Using LBFGS to train Flux models

Hey everyone,

I have found out that using LBFGS is quite used in the Physics-Informed Neural Networks and I am wondering it it is interesting to use it for usual MLPs. Is there a way to use it in Flux?

Thank you for your answers!

FluxOptTools.jl lets you use Optim with Flux, and Optim has LBFGS.

1 Like

Interesting. Do you know if FluxOptTools will work with training on a gpu?

I don’t know, sorry, though it should be quick to test.

Thanks, it works really well. It’s quite impressive to see the efficiency of this optimizer. I wonder why it isn’t teached in ML lectures it’s so great.

Now, one last question : now we use the Optim optimize function that does everything in a black box manner. What is its stopping condition? Is there a way to change it?

I did try, but ran into trouble, which I didn’t make a serious effort to solve. I will look into it a bit more.

See the options available in Optim, e.g. iterations and callback.

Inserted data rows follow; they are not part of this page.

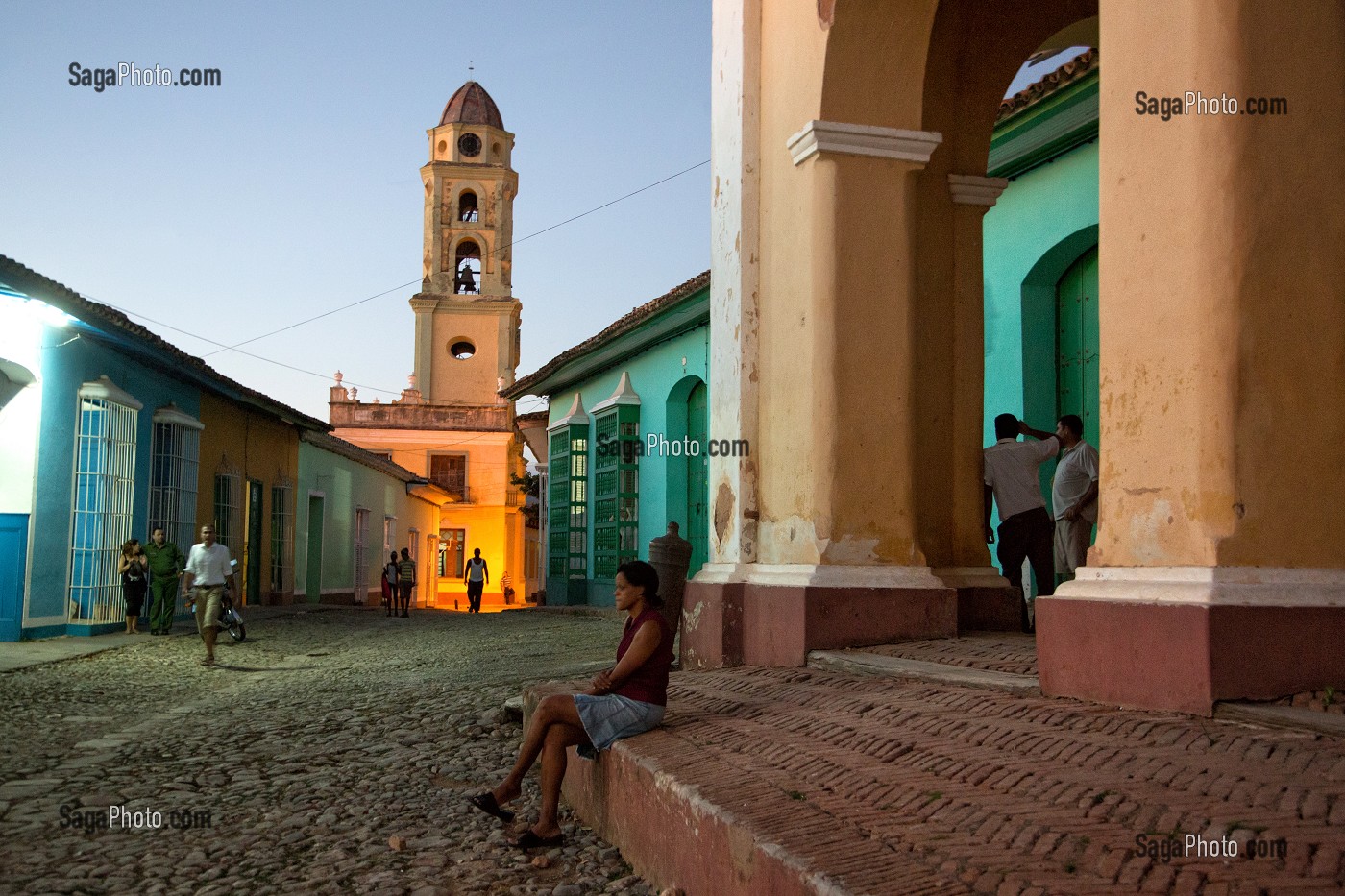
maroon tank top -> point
(649, 682)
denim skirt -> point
(611, 717)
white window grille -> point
(229, 498)
(360, 556)
(105, 485)
(172, 475)
(281, 534)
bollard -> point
(670, 556)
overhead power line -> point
(561, 224)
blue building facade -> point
(100, 442)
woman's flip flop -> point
(531, 841)
(486, 802)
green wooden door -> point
(1076, 343)
(252, 550)
(313, 576)
(698, 478)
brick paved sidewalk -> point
(873, 786)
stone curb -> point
(857, 662)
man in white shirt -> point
(1025, 527)
(208, 570)
(1073, 496)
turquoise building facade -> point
(1039, 241)
(627, 443)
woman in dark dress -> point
(622, 701)
(134, 568)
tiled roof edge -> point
(623, 325)
(1049, 85)
(121, 322)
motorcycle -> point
(229, 617)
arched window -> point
(468, 267)
(467, 206)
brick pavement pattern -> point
(903, 787)
(994, 651)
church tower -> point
(467, 321)
(451, 426)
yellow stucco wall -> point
(261, 448)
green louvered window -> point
(616, 490)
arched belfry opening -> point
(467, 206)
(467, 262)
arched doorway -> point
(688, 475)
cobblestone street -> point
(333, 751)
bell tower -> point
(467, 319)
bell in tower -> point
(466, 314)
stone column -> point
(838, 561)
(985, 600)
(424, 308)
(1219, 569)
(713, 628)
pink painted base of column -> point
(777, 624)
(1186, 655)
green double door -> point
(1076, 343)
(698, 478)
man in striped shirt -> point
(405, 580)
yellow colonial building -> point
(451, 425)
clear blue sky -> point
(292, 188)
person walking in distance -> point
(477, 577)
(1025, 527)
(208, 572)
(390, 583)
(405, 581)
(1073, 496)
(165, 566)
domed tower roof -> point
(473, 105)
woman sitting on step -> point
(621, 701)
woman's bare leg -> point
(557, 709)
(560, 738)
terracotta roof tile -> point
(1055, 81)
(73, 303)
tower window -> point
(468, 265)
(467, 206)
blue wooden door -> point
(13, 564)
(1076, 373)
(698, 478)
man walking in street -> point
(405, 581)
(1025, 529)
(165, 566)
(477, 577)
(208, 572)
(1073, 496)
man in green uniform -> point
(165, 566)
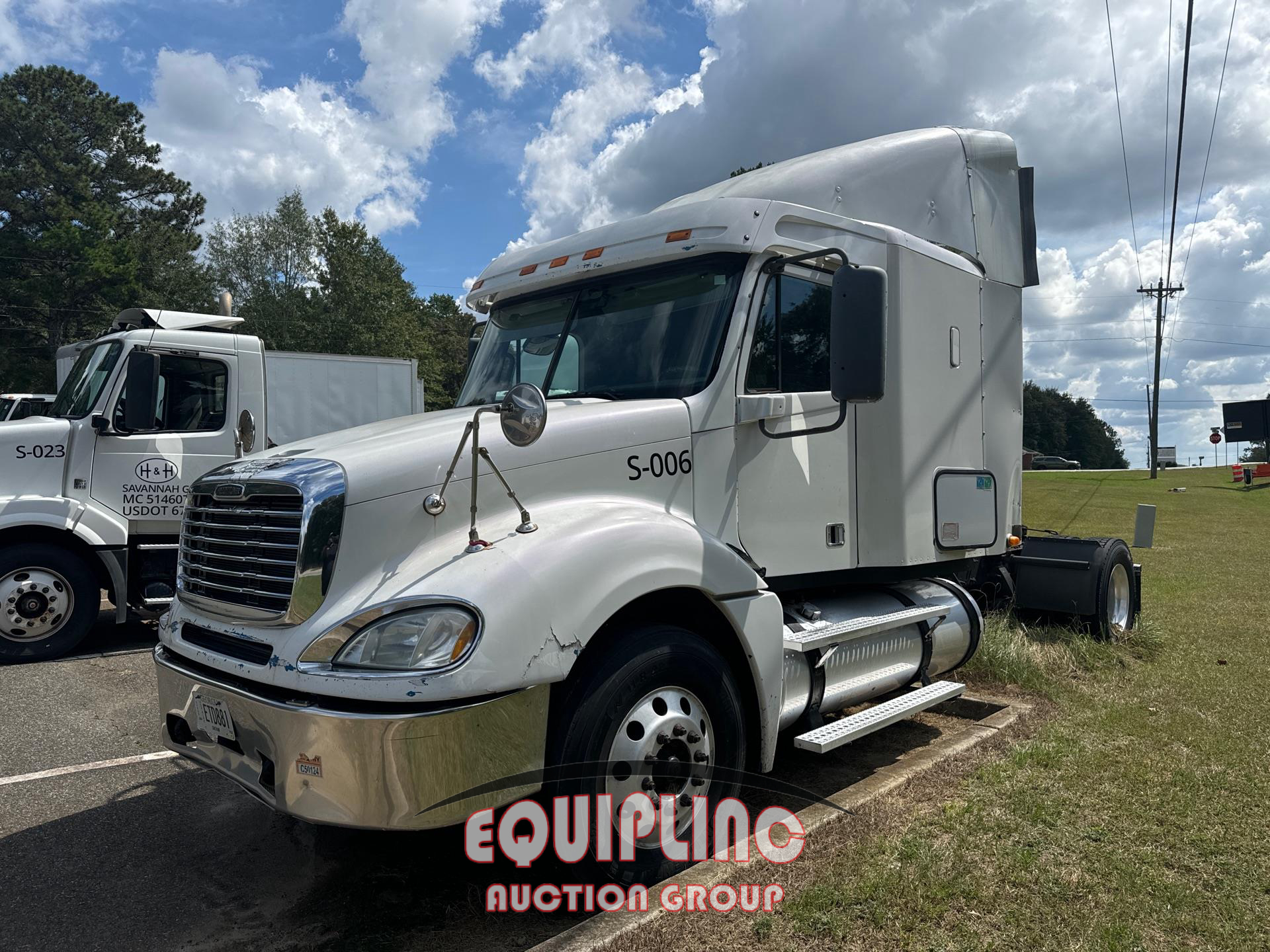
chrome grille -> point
(243, 551)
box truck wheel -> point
(48, 601)
(1114, 596)
(657, 714)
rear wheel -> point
(48, 601)
(662, 710)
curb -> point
(603, 928)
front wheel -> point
(1114, 596)
(48, 601)
(662, 710)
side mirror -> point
(142, 391)
(524, 414)
(247, 432)
(857, 334)
(474, 335)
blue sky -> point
(455, 127)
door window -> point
(190, 395)
(790, 352)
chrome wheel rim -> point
(34, 603)
(663, 746)
(1119, 600)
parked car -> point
(1054, 462)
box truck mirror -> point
(857, 334)
(142, 393)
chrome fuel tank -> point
(863, 668)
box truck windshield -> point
(653, 333)
(88, 376)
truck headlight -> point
(422, 639)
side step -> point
(847, 729)
(861, 627)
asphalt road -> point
(163, 855)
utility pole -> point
(1160, 292)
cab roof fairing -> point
(715, 225)
(954, 188)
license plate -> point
(212, 717)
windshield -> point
(653, 333)
(88, 376)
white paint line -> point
(95, 766)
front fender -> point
(545, 594)
(88, 522)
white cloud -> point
(408, 46)
(244, 143)
(48, 31)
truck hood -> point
(413, 452)
(33, 455)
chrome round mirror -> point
(247, 430)
(524, 414)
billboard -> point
(1246, 420)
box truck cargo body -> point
(92, 494)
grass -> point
(1136, 815)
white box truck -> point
(92, 494)
(759, 448)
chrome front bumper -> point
(371, 771)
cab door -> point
(795, 494)
(145, 476)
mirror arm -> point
(778, 264)
(829, 428)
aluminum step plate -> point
(861, 627)
(847, 729)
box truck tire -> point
(656, 714)
(48, 601)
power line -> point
(1169, 80)
(1203, 178)
(1124, 155)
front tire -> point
(661, 710)
(48, 601)
(1114, 596)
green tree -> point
(89, 221)
(325, 284)
(1058, 424)
(270, 263)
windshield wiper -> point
(581, 394)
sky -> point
(455, 128)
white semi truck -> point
(92, 493)
(757, 450)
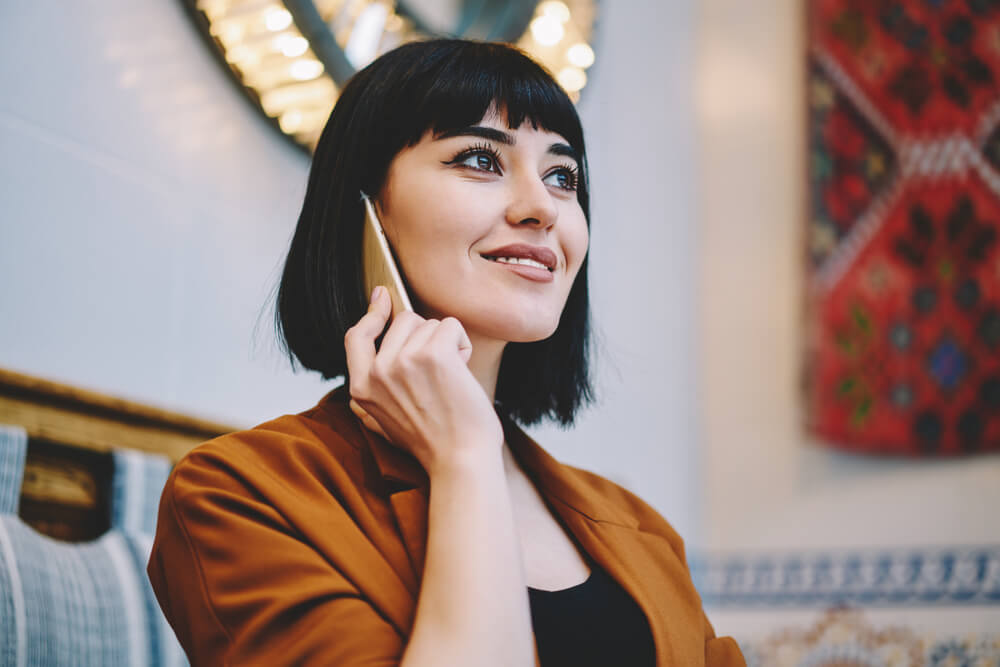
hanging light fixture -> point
(292, 56)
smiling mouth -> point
(523, 261)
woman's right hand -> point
(418, 387)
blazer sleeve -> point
(239, 587)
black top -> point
(594, 623)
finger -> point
(402, 327)
(450, 334)
(366, 419)
(359, 342)
(418, 339)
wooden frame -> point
(71, 432)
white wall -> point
(146, 209)
(145, 212)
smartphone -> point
(378, 263)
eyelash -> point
(486, 149)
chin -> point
(518, 329)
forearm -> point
(473, 606)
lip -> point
(532, 273)
(540, 254)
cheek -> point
(577, 244)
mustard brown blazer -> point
(301, 542)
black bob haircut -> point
(436, 85)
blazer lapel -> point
(643, 564)
(409, 493)
(640, 562)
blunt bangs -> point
(430, 86)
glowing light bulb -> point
(581, 55)
(305, 69)
(277, 19)
(572, 79)
(290, 45)
(290, 121)
(547, 30)
(556, 9)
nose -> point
(531, 203)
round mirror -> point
(291, 57)
(493, 20)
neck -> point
(485, 363)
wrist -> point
(465, 461)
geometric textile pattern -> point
(846, 637)
(78, 603)
(903, 342)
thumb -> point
(367, 419)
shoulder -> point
(298, 453)
(626, 502)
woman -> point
(407, 519)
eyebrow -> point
(507, 139)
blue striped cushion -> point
(87, 604)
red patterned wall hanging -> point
(903, 334)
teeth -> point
(519, 260)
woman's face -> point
(487, 228)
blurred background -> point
(148, 203)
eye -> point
(481, 157)
(565, 178)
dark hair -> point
(436, 85)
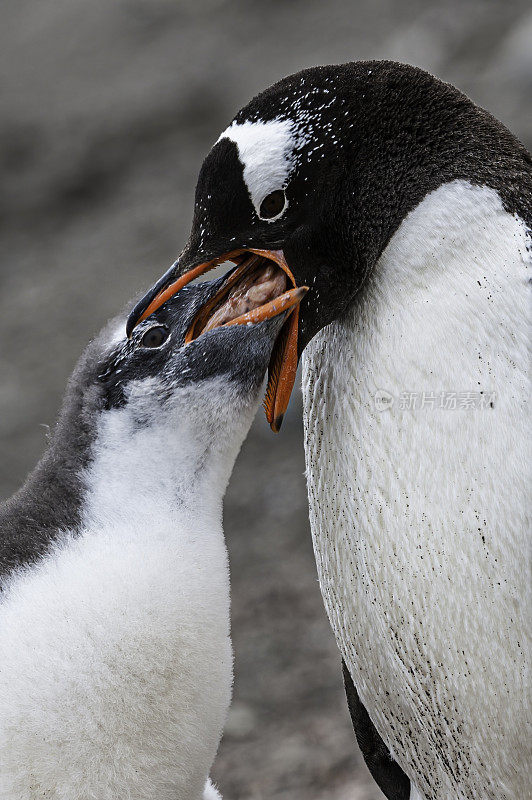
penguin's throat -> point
(247, 295)
(261, 287)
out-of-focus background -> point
(107, 110)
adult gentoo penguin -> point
(407, 210)
(115, 656)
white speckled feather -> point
(419, 517)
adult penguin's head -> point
(315, 174)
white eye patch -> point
(267, 152)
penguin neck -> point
(167, 469)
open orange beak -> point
(283, 363)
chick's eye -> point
(272, 205)
(155, 337)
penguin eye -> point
(272, 205)
(155, 337)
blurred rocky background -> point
(107, 110)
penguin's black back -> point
(49, 503)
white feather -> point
(419, 517)
(266, 151)
(115, 651)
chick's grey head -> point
(219, 373)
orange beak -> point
(283, 362)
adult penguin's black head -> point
(316, 173)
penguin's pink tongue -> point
(256, 288)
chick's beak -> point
(283, 363)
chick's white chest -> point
(416, 450)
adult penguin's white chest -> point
(416, 447)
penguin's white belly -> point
(116, 665)
(419, 511)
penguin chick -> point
(114, 605)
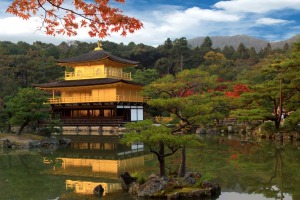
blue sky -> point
(272, 20)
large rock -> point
(98, 191)
(154, 185)
(172, 189)
(126, 180)
(191, 178)
(32, 144)
(50, 143)
(7, 144)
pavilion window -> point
(79, 73)
(98, 71)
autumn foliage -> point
(66, 17)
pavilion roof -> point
(84, 82)
(96, 55)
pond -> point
(249, 171)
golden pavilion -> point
(96, 94)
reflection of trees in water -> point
(268, 188)
(251, 168)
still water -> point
(247, 171)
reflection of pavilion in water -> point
(92, 163)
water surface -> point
(248, 171)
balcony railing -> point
(88, 75)
(92, 99)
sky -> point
(271, 20)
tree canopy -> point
(57, 17)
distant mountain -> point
(258, 44)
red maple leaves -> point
(59, 18)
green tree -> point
(159, 139)
(275, 88)
(184, 97)
(27, 106)
(146, 76)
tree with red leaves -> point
(61, 17)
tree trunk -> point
(182, 167)
(161, 159)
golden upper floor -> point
(96, 64)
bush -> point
(140, 176)
(268, 128)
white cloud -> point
(168, 21)
(271, 21)
(257, 6)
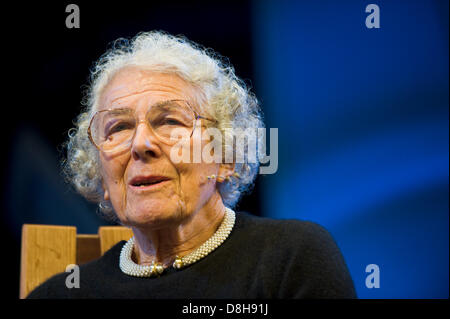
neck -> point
(164, 244)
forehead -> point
(131, 85)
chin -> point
(153, 214)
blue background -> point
(362, 118)
(363, 133)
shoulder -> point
(61, 285)
(311, 261)
(291, 231)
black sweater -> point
(262, 258)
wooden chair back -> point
(48, 250)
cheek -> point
(113, 172)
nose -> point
(145, 144)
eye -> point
(119, 127)
(171, 121)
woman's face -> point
(185, 188)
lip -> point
(154, 182)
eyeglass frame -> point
(196, 117)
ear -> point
(106, 194)
(225, 170)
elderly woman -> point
(145, 97)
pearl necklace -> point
(129, 267)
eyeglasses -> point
(113, 130)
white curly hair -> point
(230, 101)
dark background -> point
(362, 116)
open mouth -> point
(143, 182)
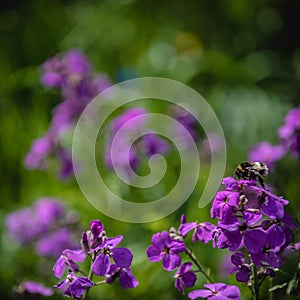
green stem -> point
(200, 269)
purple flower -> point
(231, 184)
(74, 286)
(267, 153)
(165, 249)
(34, 222)
(33, 287)
(185, 277)
(51, 244)
(68, 260)
(93, 237)
(37, 157)
(72, 73)
(126, 278)
(243, 270)
(121, 256)
(225, 204)
(185, 227)
(289, 132)
(217, 291)
(204, 232)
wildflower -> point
(216, 291)
(74, 286)
(121, 256)
(127, 280)
(68, 260)
(267, 153)
(185, 277)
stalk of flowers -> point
(73, 75)
(46, 225)
(134, 121)
(106, 260)
(289, 134)
(252, 224)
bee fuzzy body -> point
(252, 170)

Probably for two reasons. First, in traditional ML you are often doing stochastic optimization, where on each iteration you are sampling a batch of the training data (as opposed to full-batch training), both for efficiency and to avoid over-fitting (see also this nice lecture on stochastic gradient descent), and usually you are converging to relatively low accuracy (again to avoid overfitting — you don’t want a neural net trained to 10 decimal places). There are stochastic L-BFGS variants, but my (vague, possibly wrong) impression is that their advantages over Adam etc. are not as clear as in a non-stochastic high-accuracy setting.

Second, explaining how BFGS works is quite difficult. Even deriving a BFGS step in a basic form requires a lot of linear algebra and convex-optimization theory, then you have L-BFGS via low-rank approximation, and convergence proofs of BFGS are even harder. Most ML classes don’t assume the necessary background for students to cover any of this in detail.

(But of course, they could mention L-BFGS as a black-box algorithm, handwave a bit about what it does, and show it off in an example.)


Speculating and spitballing quite a bit, (L)BFGS builds up some cross second derivative information, so it seems plausible that it can move down a local minimum faster than ADAM or similar methods. The limited memory version seems very appropriate for neural nets, which often have very many parameters, compared to many other problems.

It seems conceivable to me that LBFGS could potentially get trapped in a local minimum more easily than more traditional methods for neural nets.

The caveat here is that the second-derivative information in BFGS becomes more accurate only as you approach a local minimum where the function is approximately quadratic, so sometimes the acceleration only kicks in when you are trying to refine the optimum to higher accuracies (which you often don’t do in typical ML, but do for PINNs). And the benefit might be quickly degraded by noise in stochastic optimization problems.

(The “momentum” terms in Adam etcetera also incorporate some second-derivative information, being closely related to conjugate-gradient methods.)

The way I see it is that rapidly moving into a local minimum is not really much of a benefit, if you end up trapped there, and that stochastic gradients are an important tool to avoid this happening. So, the performance of LBFGS relative to ADAM, etc, for nets to find a good local min, not just any local min, is probably an empirical question, and it may depend in the starting point.

Regarding second derivatives, the momentum feature of ADAM effectively forms an approximation to own second derivatives, I believe. LBFGS will also incorporate cross partial information, which seems to me to be a notable difference.